No documento policial, Pires diz que o homem, que se chama Mateus Abreu Almeida Prado Couto, se exaltou com os comentários e começou a ofendê-lo, dizendo coisas como: "preto, favelado, pobre, olha seu tênis furado".
Prado Couto confirmou, durante o depoimento que prestou às autoridades, o uso das palavras, mas diz que não fez nenhuma ofensa com relação a cor do entregador - o registro da ocorrência, no entanto, afirma que ele voltou a repeti-las diante dos policiais.
A discussão começou, segundo ele, porque o entregador afirmou que ele seria mal falado entre os motoboys. Ele diz ainda que o entregador teria investido contra ele.
No vídeo de um minuto e meio, o cliente declara: "Aqui não vai acontecer nada, com você lá para a frente, não sei, morou? Você sabe o que vai acontecer no futuro? Desempregado... Você trabalha de motoboy, filho".
Ele chama o entregador de lixo, semianalfabeto, diz que ele tem inveja das famílias que vivem no condomínio e aponta para o próprio braço, dizendo que Matheus teria inveja também da sua pele branca.
O entregador questiona o que tem a ver sua profissão e oferece seu telefone para que o homem veja no aplicativo quanto ele recebe com seu trabalho.
"Eu tenho uma vida fora daqui", diz Matheus. "Eu posso ter a mesma coisa que o senhor. O senhor conseguiu por quê? Por que o seu pai te deu ou por que você trabalhou?".
Outro homem que também aparece nas imagens pergunta porque eles vão seguir a discussão e Matheus responde que está esperando a viatura que acionou, para que o homem não voltasse a fazer aquilo com outras pessoas.
O vídeo foi publicado nas redes sociais pela mãe de Matheus, Maria Pires, 43. Criada por uma mulher negra, ela diz que o filho, que teve o nome retirado da Bíblia, nunca tinha passado por isso.
"Não é por dinheiro, não é por nada. É por justiça. Isso tem que parar de acontecer, porque é todo dia um caso assim", afirmou à reportagem.
"Para mim é a pior coisa do mundo ver meu filho passar por uma situação daquelas, porque a maneira que eu criei meu filho e fui criada, eu aprendi a ter respeito pelo ser humano, não importa classe social ou cor da pele".
Em nota, o IFood diz que, baseado nos termos do aplicativo, descadastrou o agressor como usuário e que irá oferecer apoio jurídico e psicológico a Matheus.
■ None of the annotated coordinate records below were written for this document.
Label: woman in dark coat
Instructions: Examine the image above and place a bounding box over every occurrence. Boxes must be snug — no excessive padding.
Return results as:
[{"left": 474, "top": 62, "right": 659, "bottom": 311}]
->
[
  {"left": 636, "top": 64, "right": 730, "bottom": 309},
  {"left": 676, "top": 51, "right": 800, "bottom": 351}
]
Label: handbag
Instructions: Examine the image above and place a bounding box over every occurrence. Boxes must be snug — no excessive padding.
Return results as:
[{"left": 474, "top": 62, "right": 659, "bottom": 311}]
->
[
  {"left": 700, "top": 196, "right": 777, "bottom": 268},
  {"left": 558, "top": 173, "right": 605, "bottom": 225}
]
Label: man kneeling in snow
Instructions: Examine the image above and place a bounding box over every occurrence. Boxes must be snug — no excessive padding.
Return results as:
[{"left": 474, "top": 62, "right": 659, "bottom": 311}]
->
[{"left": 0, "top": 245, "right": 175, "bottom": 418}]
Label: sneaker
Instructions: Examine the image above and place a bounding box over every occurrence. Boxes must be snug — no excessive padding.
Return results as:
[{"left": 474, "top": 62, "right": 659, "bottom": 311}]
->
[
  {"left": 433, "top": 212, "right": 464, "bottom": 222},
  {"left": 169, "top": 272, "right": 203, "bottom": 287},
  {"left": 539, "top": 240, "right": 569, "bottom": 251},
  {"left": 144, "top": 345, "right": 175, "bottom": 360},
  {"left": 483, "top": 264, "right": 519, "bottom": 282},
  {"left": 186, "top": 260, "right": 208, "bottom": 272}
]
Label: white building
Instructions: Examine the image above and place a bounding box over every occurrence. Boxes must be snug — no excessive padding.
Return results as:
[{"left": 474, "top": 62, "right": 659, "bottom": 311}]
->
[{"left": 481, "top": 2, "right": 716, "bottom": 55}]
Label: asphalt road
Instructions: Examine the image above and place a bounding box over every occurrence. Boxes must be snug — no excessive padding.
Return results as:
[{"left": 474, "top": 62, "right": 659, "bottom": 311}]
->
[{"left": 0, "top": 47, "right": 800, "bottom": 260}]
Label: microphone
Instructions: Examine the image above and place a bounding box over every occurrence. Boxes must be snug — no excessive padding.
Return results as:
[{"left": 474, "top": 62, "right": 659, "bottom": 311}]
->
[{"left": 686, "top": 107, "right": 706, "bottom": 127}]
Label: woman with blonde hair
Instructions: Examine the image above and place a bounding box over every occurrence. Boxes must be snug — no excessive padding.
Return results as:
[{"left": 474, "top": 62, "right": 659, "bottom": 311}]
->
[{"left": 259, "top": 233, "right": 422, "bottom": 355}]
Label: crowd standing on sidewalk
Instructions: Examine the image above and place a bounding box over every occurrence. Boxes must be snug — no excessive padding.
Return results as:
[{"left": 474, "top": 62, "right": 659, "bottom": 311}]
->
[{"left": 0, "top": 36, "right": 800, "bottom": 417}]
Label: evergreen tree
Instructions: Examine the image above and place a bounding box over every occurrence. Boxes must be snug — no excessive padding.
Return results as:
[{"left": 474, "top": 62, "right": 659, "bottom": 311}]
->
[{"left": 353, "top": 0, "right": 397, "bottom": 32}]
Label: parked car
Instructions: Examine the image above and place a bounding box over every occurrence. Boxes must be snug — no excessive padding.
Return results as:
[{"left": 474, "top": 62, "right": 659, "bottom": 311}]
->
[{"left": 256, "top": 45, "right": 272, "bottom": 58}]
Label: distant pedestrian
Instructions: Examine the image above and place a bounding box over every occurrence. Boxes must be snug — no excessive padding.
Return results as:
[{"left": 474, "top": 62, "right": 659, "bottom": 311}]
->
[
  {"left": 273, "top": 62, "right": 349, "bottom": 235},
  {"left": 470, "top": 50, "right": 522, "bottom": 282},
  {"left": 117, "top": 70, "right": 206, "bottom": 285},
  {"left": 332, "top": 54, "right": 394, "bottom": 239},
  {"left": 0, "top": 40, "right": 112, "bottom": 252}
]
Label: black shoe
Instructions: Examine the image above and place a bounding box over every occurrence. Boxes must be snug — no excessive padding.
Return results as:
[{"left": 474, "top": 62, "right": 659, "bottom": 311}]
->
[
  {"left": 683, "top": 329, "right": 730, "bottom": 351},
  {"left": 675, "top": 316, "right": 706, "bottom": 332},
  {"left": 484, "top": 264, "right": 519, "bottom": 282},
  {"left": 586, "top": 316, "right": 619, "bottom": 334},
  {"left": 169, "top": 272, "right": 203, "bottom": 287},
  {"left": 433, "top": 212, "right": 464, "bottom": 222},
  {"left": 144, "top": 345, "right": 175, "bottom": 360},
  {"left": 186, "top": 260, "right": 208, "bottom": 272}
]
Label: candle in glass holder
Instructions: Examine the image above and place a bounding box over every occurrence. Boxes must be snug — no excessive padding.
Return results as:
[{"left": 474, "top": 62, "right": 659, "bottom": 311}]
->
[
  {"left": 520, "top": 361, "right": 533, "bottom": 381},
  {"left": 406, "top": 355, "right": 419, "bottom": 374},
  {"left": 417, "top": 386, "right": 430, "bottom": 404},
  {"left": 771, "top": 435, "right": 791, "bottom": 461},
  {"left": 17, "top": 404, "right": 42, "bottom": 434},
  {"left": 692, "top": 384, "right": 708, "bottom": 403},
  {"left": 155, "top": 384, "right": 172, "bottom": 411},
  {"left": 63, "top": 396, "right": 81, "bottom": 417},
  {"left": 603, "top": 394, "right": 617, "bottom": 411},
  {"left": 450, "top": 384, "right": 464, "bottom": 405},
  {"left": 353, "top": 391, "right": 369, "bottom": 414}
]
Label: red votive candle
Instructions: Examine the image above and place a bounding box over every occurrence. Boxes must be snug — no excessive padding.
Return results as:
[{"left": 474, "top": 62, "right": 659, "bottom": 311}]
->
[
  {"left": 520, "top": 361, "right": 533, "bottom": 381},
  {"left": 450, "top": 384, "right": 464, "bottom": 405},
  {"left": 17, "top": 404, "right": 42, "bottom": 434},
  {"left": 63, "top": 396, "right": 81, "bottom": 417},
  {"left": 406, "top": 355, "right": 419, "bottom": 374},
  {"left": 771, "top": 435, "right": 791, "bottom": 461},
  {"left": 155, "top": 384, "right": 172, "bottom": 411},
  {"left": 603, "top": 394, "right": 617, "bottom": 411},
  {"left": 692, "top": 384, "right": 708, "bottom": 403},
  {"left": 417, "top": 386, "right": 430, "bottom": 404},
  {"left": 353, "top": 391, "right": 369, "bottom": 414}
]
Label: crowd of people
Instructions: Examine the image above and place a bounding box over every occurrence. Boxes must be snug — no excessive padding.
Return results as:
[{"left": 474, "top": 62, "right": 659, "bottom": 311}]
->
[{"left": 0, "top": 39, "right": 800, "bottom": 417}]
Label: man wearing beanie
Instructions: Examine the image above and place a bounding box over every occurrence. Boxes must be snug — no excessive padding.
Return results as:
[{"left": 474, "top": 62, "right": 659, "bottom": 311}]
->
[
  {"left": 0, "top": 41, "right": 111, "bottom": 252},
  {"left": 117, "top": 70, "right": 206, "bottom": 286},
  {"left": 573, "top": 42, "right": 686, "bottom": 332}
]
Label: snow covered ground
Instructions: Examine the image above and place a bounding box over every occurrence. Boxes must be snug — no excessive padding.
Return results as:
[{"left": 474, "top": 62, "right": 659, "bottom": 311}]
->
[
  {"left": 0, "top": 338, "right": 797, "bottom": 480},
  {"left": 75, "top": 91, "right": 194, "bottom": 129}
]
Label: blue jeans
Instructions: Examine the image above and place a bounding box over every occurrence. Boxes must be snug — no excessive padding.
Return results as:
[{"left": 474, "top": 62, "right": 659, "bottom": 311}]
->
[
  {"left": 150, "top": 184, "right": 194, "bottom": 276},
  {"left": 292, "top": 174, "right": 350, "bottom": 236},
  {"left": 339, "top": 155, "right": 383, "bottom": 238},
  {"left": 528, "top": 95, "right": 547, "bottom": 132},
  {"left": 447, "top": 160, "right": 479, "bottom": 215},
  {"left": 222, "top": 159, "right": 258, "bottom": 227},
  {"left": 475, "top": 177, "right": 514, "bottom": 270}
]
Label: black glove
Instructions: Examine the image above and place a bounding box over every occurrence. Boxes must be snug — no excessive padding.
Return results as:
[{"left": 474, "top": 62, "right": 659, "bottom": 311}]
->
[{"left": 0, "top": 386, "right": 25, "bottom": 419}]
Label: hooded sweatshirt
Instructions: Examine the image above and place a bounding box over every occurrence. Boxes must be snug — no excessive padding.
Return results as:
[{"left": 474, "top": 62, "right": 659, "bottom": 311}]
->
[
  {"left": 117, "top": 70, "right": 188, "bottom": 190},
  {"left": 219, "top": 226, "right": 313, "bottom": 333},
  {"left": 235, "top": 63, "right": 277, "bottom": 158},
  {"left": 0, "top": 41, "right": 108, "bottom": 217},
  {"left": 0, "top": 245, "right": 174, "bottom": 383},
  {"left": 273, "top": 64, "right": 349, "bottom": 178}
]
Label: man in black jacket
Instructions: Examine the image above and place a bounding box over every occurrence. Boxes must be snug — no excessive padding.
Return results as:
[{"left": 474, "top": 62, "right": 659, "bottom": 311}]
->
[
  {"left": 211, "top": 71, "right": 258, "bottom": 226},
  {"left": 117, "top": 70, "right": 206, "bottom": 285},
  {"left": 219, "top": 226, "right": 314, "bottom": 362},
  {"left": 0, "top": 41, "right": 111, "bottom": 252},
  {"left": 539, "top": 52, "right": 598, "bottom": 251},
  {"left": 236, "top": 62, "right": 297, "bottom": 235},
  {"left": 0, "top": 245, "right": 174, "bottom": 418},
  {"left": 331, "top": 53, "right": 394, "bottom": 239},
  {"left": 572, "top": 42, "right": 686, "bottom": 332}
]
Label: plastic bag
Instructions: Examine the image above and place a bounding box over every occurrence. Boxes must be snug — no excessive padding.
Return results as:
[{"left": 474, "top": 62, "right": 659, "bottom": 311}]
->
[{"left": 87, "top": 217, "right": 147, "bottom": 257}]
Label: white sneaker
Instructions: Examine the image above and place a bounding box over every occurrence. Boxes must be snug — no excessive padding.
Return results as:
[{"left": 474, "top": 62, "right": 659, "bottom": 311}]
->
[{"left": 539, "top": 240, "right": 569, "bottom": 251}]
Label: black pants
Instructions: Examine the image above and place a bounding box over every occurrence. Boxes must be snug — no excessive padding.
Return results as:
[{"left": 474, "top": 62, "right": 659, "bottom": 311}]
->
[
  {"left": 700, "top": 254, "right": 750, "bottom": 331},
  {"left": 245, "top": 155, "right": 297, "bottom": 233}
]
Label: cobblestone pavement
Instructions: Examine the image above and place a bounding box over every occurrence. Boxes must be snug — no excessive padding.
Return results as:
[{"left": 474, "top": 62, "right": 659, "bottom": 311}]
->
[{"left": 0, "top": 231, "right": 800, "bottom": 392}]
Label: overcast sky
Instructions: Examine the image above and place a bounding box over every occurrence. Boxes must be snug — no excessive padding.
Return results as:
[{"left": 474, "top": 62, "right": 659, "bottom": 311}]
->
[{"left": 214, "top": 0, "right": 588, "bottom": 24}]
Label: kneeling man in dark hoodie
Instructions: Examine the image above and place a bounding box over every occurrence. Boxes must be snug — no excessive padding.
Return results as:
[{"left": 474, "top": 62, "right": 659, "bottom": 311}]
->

A plataforma também diz que recomenda que haja registro de boletim de ocorrência em casos como este e que se faça contato com a empresa enviando uma cópia.
"Racismo é crime. O IFood condena qualquer forma de preconceito ou discriminação e por isso presta solidariedade e apoio ao entregador Matheus, vítima do crime racial praticado por um consumidor", diz o texto.
Até a publicação, a reportagem não conseguiu contato com Mateus Abreu Prado Couto.